The Hague -- Coffee shops may soon be off limits to tourists, reports the ANP news agency Tuesday.
In the government's revised drug policy, tolerance for soft-drug use would continue to apply to coffee shops serving a limited local market, but the rules will change for foreigners, inside sources told the ANP.
Ministers will officially discuss changes to the drug policy Friday.
Since 1976, the purchase of small amounts of cannabis through coffee shops has been permitted in the Netherlands, while cultivation and mass retail remained forbidden.
The nearly 700 coffee shops country-wide are allowed to keep no more than 500 grammes (about 17 ounces) on site, according to the French news agency AFP.
A commission was formed in early 2009 to examine the current policy and develop recommendations that will form the basis of Friday's discussion.
Soft-drug use in the Netherlands has been hotly debated since the government decided to re-evaluate its policies.
On one hand, some government officials believe the current lax policy has let the crime situation in the Netherlands “get out of hand” over the past 15 years, according to a report on nu.nl.
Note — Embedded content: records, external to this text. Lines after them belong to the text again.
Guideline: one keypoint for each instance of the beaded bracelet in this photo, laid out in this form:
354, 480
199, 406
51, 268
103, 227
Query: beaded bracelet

Several border cities, including Roosendaal and Bergen-op-Zoom, announced in March the closure from September of all eight of their coffee shops in a bid to curb the "nuisance" of 25,000 drug tourists per week, the AFP reported in July.
However, there is much disagreement on the subject.
"Prohibiting cannabis has undesirable effects: it promotes trafficking, criminality, a black market economy and a poor quality product," Jacqueline Woerlee, a spokeswoman for the Association for the Abolition of Cannabis Prohibition, told AFP during the 10th annual Global Marijuana March in May 2009.
The commission has said it supported neither the banning nor the full legalisation of cannabis.
An official government policy paper is expected autumn 2009.